Speaking at the Annual General Meeting of the All-Island Cane Farmers Association in Kingston this month, Brazilian biotechnology and biofuels expert Professor Antonio Bonomi said Brazil was “interested” in partnering with Jamaica in ethanol production.
The Jamaican sugar industry has traditionally been focused on export to the European Union and supported the production of alcoholic export products such as rum, but Jamaican agriculture minister Roger Clarke has reacted positively to the potential of an ethanol partnership.
"Everybody is conceding that the days of just manufacturing sugar cane and molasses are over,” Clarke said in a statement.

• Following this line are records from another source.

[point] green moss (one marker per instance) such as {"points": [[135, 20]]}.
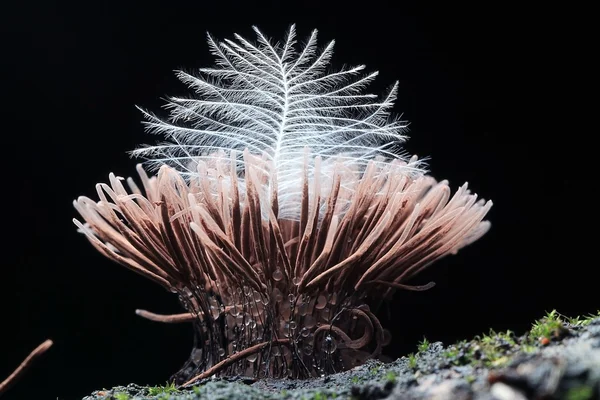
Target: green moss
{"points": [[423, 345], [412, 361], [390, 376], [580, 393], [168, 388]]}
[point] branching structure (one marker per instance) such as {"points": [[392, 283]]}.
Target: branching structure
{"points": [[277, 217]]}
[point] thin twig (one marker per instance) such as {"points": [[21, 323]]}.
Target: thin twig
{"points": [[167, 319], [233, 358], [12, 378]]}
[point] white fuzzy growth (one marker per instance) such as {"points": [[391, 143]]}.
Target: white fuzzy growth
{"points": [[277, 101]]}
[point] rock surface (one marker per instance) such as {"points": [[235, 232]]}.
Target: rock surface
{"points": [[558, 359]]}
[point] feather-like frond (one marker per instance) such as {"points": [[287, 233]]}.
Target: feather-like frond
{"points": [[280, 103]]}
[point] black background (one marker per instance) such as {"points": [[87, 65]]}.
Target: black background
{"points": [[485, 91]]}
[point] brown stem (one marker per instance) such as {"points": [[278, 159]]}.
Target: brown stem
{"points": [[172, 318], [41, 349], [167, 319], [233, 358]]}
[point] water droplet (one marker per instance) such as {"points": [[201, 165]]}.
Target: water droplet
{"points": [[387, 337], [197, 356], [309, 321], [321, 302], [303, 309], [329, 344], [234, 310], [333, 299]]}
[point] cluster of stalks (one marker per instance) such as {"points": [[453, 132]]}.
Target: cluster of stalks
{"points": [[273, 296]]}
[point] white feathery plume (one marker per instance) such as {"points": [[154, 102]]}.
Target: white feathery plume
{"points": [[279, 103]]}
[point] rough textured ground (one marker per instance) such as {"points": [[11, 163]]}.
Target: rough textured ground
{"points": [[558, 359]]}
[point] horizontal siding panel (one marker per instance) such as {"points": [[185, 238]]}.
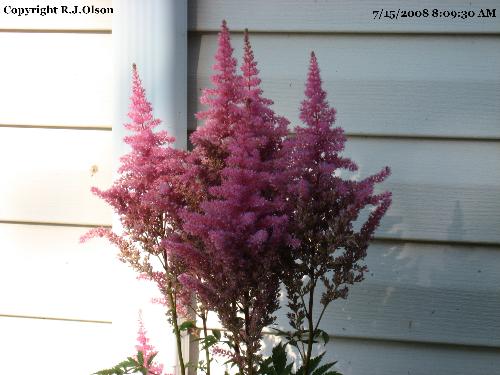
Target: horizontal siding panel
{"points": [[358, 357], [60, 277], [432, 86], [55, 347], [56, 79], [416, 293], [338, 16], [48, 173], [83, 20], [423, 293]]}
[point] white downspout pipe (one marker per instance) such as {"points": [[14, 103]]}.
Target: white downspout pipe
{"points": [[152, 34]]}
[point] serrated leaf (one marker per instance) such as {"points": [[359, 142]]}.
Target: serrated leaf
{"points": [[188, 324], [140, 358], [314, 362], [151, 358]]}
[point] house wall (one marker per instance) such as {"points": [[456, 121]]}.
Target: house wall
{"points": [[422, 96], [56, 296]]}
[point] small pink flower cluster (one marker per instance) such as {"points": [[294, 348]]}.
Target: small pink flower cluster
{"points": [[147, 349], [249, 207]]}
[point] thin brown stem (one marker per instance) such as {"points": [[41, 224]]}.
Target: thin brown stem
{"points": [[204, 314]]}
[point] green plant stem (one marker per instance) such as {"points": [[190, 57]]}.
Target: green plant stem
{"points": [[205, 332], [247, 324], [173, 310], [310, 324]]}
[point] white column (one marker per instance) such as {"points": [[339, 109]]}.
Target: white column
{"points": [[152, 34]]}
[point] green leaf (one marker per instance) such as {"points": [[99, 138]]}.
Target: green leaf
{"points": [[151, 358], [208, 341], [279, 358]]}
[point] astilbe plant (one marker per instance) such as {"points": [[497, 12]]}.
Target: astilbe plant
{"points": [[323, 208], [240, 230], [147, 197], [206, 161], [144, 362]]}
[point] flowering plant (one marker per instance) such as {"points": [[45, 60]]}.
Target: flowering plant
{"points": [[219, 228]]}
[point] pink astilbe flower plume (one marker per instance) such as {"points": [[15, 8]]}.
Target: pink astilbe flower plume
{"points": [[323, 208], [241, 227], [223, 101]]}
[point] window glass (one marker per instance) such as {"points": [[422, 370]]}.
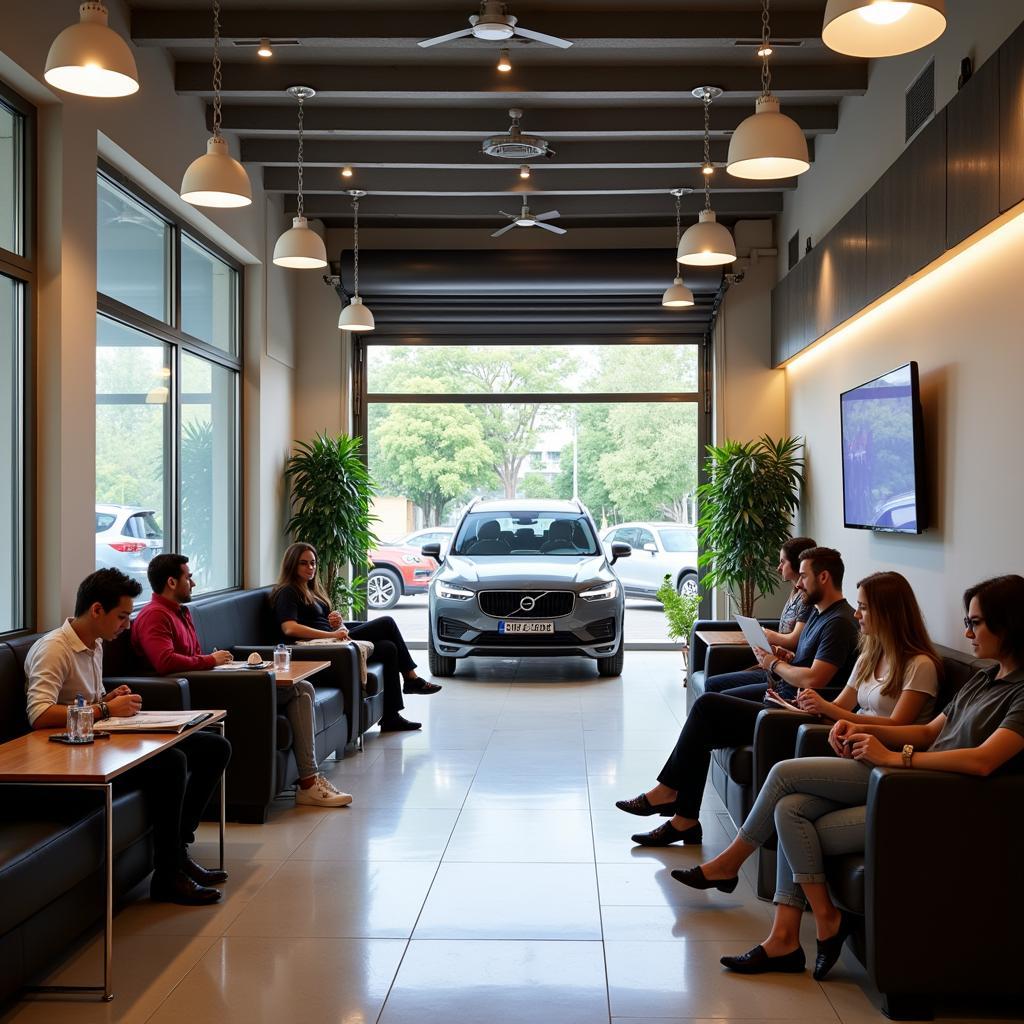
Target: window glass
{"points": [[10, 441], [132, 252], [209, 297], [133, 390], [209, 517], [11, 185]]}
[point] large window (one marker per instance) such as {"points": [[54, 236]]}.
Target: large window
{"points": [[16, 292], [167, 394]]}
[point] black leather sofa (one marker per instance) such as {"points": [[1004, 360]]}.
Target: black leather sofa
{"points": [[51, 842]]}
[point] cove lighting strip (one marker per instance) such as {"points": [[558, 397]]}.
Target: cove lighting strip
{"points": [[1005, 232]]}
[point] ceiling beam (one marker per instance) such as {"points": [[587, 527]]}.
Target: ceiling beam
{"points": [[322, 27], [629, 83], [468, 123]]}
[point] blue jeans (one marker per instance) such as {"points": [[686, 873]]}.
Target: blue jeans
{"points": [[817, 806]]}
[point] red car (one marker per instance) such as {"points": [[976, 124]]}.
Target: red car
{"points": [[400, 568]]}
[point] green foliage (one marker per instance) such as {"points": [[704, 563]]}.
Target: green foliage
{"points": [[747, 510], [331, 492], [681, 610]]}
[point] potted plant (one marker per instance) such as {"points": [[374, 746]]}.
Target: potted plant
{"points": [[331, 492], [747, 509], [681, 612]]}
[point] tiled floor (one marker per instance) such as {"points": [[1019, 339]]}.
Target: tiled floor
{"points": [[482, 876]]}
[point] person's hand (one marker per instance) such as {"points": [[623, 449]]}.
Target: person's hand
{"points": [[124, 705]]}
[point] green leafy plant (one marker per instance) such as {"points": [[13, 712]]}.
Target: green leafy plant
{"points": [[331, 492], [747, 508], [681, 610]]}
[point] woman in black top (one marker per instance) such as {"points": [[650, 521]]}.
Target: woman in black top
{"points": [[303, 610]]}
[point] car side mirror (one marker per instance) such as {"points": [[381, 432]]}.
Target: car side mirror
{"points": [[620, 550]]}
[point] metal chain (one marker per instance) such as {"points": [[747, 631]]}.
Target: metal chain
{"points": [[216, 69], [765, 47]]}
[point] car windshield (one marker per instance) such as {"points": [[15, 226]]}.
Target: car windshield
{"points": [[526, 534], [679, 540]]}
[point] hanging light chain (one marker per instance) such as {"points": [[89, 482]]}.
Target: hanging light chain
{"points": [[765, 49], [216, 69]]}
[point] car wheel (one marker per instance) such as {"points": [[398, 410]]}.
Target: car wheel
{"points": [[383, 589], [687, 585], [611, 666], [439, 665]]}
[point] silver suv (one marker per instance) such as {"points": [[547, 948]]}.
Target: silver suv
{"points": [[525, 578]]}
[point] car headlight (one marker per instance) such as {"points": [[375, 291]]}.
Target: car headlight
{"points": [[603, 593]]}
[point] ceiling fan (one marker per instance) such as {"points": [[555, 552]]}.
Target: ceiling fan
{"points": [[496, 25], [526, 219]]}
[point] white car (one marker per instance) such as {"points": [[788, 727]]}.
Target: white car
{"points": [[659, 549]]}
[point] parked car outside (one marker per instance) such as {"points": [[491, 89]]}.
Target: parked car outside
{"points": [[127, 539], [400, 568], [659, 549], [527, 579]]}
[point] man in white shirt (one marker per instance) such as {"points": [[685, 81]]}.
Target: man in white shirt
{"points": [[178, 782]]}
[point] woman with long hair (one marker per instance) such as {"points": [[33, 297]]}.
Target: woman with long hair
{"points": [[303, 610], [817, 805]]}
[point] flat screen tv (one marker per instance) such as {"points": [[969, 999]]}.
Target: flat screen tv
{"points": [[883, 463]]}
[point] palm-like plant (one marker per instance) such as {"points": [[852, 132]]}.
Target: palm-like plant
{"points": [[748, 504], [331, 492]]}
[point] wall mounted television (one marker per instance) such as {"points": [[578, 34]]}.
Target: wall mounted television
{"points": [[883, 454]]}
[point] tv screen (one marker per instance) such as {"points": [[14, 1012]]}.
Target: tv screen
{"points": [[883, 468]]}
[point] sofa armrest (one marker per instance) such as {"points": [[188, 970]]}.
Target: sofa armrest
{"points": [[929, 833]]}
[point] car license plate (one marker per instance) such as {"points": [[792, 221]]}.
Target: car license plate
{"points": [[519, 628]]}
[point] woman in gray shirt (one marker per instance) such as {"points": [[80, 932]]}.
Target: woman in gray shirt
{"points": [[817, 805]]}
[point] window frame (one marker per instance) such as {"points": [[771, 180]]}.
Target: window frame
{"points": [[20, 267], [179, 343]]}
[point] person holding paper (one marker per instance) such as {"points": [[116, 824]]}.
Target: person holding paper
{"points": [[178, 782]]}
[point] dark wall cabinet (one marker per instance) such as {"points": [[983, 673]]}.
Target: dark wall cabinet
{"points": [[963, 170]]}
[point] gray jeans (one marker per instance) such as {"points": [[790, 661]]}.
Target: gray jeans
{"points": [[297, 700], [816, 805]]}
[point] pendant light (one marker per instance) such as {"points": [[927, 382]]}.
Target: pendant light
{"points": [[767, 144], [707, 243], [355, 316], [216, 178], [90, 58], [882, 28], [300, 248], [677, 295]]}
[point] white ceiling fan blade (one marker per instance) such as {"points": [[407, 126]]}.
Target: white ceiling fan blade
{"points": [[445, 39]]}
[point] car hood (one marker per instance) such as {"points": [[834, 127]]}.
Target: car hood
{"points": [[492, 571]]}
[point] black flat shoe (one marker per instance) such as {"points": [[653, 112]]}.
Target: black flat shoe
{"points": [[204, 876], [758, 962], [695, 879], [829, 949], [398, 724], [666, 835], [642, 806]]}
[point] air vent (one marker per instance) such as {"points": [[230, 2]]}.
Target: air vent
{"points": [[921, 100]]}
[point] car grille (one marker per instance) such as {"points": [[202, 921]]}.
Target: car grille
{"points": [[506, 603]]}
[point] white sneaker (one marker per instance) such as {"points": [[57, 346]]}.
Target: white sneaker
{"points": [[323, 794]]}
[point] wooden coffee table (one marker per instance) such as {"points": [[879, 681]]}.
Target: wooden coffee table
{"points": [[33, 760]]}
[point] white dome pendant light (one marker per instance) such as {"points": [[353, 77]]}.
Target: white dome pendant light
{"points": [[216, 178], [355, 316], [707, 243], [300, 248], [882, 28], [767, 144], [90, 58], [677, 295]]}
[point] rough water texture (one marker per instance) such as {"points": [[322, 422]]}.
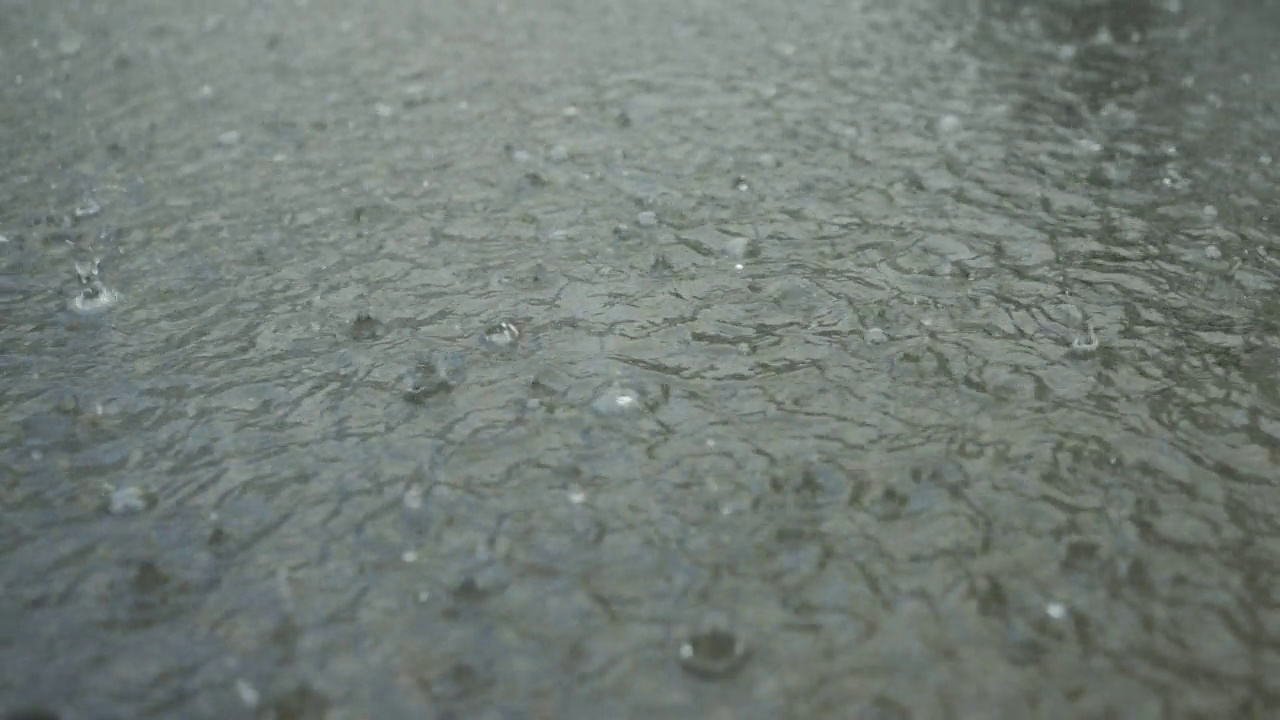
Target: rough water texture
{"points": [[604, 359]]}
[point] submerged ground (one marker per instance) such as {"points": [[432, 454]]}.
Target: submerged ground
{"points": [[645, 360]]}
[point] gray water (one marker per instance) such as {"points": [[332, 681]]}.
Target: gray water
{"points": [[647, 360]]}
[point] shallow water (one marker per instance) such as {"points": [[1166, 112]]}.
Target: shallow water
{"points": [[585, 360]]}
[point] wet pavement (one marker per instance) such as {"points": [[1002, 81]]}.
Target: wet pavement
{"points": [[644, 360]]}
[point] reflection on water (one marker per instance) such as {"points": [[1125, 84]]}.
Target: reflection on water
{"points": [[640, 360]]}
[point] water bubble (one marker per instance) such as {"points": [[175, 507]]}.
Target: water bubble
{"points": [[1086, 345], [127, 501], [88, 209], [736, 246], [247, 693], [616, 401], [949, 124], [94, 299]]}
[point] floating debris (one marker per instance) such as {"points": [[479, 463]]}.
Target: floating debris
{"points": [[713, 650]]}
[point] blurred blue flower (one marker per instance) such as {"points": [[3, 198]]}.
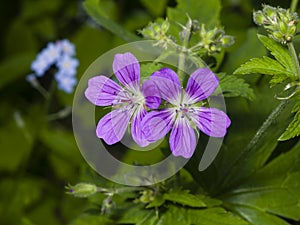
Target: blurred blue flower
{"points": [[67, 47], [68, 65], [40, 65], [60, 54]]}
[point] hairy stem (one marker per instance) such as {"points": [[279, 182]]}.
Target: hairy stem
{"points": [[294, 56], [255, 141], [294, 4], [186, 37]]}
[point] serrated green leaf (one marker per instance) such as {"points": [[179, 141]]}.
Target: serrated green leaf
{"points": [[258, 217], [175, 216], [253, 156], [273, 189], [293, 129], [250, 48], [264, 65], [183, 197], [134, 214], [92, 220], [157, 201], [280, 53], [233, 87], [214, 216], [93, 9]]}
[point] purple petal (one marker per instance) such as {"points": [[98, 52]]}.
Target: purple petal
{"points": [[202, 83], [183, 139], [157, 124], [151, 94], [102, 91], [168, 84], [211, 121], [127, 69], [136, 127], [112, 127]]}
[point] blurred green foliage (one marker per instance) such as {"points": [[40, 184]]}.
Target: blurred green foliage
{"points": [[40, 157]]}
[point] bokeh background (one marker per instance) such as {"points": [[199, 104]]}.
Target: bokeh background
{"points": [[39, 157]]}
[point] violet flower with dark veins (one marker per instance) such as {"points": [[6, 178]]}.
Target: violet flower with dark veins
{"points": [[185, 116], [129, 100]]}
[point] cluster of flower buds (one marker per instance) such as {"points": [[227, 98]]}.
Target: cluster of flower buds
{"points": [[61, 55], [213, 41], [158, 31], [281, 24]]}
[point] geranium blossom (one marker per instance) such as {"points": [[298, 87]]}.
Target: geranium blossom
{"points": [[185, 115], [129, 100]]}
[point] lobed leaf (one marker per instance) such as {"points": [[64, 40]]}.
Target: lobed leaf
{"points": [[274, 189], [264, 65], [233, 86], [280, 53], [293, 129]]}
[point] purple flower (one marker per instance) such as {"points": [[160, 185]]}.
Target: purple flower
{"points": [[185, 114], [128, 100]]}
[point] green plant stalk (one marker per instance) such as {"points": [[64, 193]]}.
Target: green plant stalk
{"points": [[183, 50], [294, 56], [255, 140], [294, 4]]}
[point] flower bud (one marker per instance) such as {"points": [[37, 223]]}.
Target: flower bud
{"points": [[281, 24], [259, 17], [270, 12], [82, 190]]}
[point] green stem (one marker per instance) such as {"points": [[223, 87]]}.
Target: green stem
{"points": [[294, 4], [255, 141], [181, 60], [294, 56]]}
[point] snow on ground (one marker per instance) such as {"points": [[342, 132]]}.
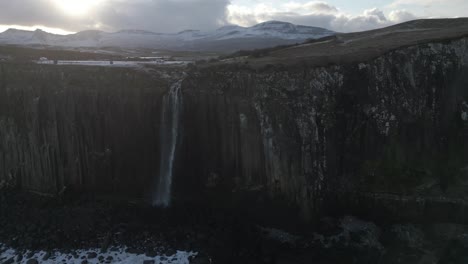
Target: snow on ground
{"points": [[112, 64], [119, 256]]}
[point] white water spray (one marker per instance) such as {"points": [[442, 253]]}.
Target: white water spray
{"points": [[172, 104]]}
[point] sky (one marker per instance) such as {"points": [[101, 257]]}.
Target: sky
{"points": [[167, 16]]}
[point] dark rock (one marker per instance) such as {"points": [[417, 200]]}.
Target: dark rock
{"points": [[9, 261], [456, 252], [46, 256], [151, 254], [135, 251], [32, 261]]}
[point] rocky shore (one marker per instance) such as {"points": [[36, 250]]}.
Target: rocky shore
{"points": [[36, 229]]}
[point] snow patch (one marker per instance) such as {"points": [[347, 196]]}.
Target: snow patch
{"points": [[120, 256]]}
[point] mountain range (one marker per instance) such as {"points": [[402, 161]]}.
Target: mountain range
{"points": [[225, 39]]}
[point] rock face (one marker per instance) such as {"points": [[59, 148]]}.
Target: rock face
{"points": [[79, 129], [396, 124], [309, 136]]}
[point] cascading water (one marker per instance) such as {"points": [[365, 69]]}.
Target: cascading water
{"points": [[172, 104]]}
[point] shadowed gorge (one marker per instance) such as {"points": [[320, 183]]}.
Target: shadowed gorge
{"points": [[226, 157]]}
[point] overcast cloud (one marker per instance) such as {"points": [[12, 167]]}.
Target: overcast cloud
{"points": [[177, 15]]}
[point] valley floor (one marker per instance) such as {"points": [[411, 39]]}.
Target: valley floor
{"points": [[89, 230]]}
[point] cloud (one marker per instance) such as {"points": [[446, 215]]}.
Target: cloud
{"points": [[111, 15], [318, 14], [177, 15]]}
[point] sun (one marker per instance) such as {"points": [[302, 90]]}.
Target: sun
{"points": [[76, 7]]}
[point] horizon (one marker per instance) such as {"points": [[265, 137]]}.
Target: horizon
{"points": [[169, 16], [65, 33]]}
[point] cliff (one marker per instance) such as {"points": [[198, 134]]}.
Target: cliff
{"points": [[383, 134], [79, 128], [392, 125]]}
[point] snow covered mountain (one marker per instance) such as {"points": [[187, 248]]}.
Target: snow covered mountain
{"points": [[227, 38]]}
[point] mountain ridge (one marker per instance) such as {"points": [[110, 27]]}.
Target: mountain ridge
{"points": [[262, 35]]}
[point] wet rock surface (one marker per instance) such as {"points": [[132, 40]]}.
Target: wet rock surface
{"points": [[219, 236]]}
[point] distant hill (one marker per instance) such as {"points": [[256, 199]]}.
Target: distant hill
{"points": [[225, 39]]}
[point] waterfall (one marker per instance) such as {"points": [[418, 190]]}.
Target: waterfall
{"points": [[172, 104]]}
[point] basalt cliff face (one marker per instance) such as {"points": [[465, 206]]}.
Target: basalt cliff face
{"points": [[388, 131], [78, 128], [393, 126]]}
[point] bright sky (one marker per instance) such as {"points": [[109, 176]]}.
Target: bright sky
{"points": [[65, 16]]}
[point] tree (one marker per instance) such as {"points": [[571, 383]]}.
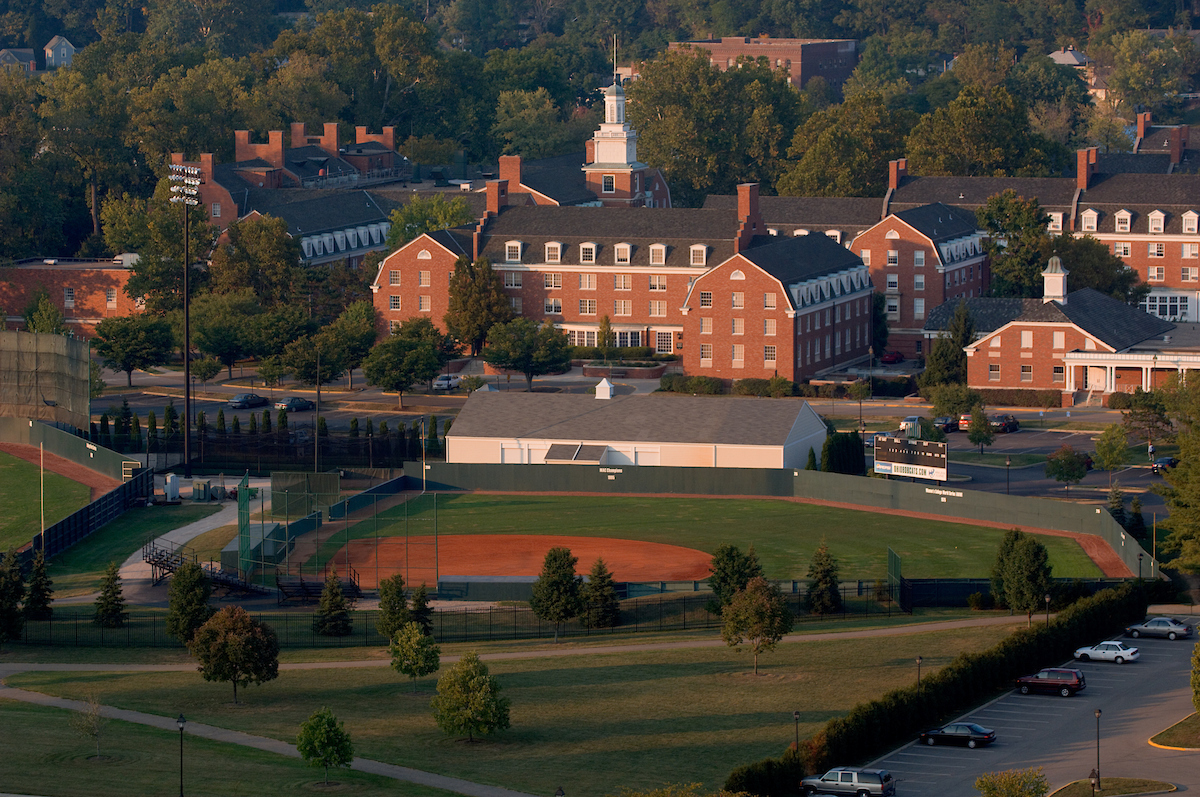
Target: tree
{"points": [[1013, 783], [323, 742], [601, 607], [469, 701], [730, 571], [394, 612], [333, 616], [757, 616], [478, 303], [825, 592], [189, 601], [521, 345], [1067, 466], [420, 215], [235, 647], [414, 652], [979, 431], [556, 594], [111, 603]]}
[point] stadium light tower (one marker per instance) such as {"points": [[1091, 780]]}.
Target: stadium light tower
{"points": [[185, 191]]}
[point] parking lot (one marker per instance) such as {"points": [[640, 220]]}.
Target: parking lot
{"points": [[1060, 733]]}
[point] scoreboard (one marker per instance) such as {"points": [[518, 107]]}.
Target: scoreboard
{"points": [[903, 457]]}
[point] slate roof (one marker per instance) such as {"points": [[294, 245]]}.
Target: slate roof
{"points": [[636, 418]]}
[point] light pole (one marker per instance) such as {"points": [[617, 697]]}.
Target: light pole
{"points": [[187, 181], [181, 723]]}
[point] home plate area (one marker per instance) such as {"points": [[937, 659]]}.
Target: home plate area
{"points": [[517, 555]]}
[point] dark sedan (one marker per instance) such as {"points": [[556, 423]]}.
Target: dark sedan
{"points": [[967, 733]]}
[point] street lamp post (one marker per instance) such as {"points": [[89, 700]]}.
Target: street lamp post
{"points": [[185, 191]]}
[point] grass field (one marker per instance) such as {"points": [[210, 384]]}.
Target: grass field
{"points": [[784, 533], [21, 510], [77, 570], [42, 755], [591, 724]]}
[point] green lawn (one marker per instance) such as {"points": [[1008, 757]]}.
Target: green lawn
{"points": [[784, 533], [42, 755], [21, 509], [77, 570], [589, 724]]}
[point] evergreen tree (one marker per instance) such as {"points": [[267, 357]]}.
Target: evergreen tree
{"points": [[825, 593], [111, 603], [333, 612], [556, 594], [189, 601], [394, 611], [600, 603], [41, 591]]}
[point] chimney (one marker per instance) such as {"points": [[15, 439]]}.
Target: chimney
{"points": [[1054, 282], [898, 171], [1085, 165], [510, 168]]}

“Co-products must be produced if we are going to have a wider income base from the sugar cane industry. Sugar, ethanol, [and] cogeneration means that we are using everything that comes from the sugar cane. That is where we have to go if we want to survive.”
Clarke said that a partnership with Brazil would provide Jamaica with access to improved farming and ethanol production techniques and technologies to help the country produce the sugar cane required to sustain an alternative fuel industry.
Clarke said that new technologies would also make it possible for ethanol to be produced from the waste product bagasse – the residue left behind after crushing cane in sugar production.
The value of sugar as a Jamaican export commodity has been steadily falling over the last four years, with the EU experiencing a glut in the market.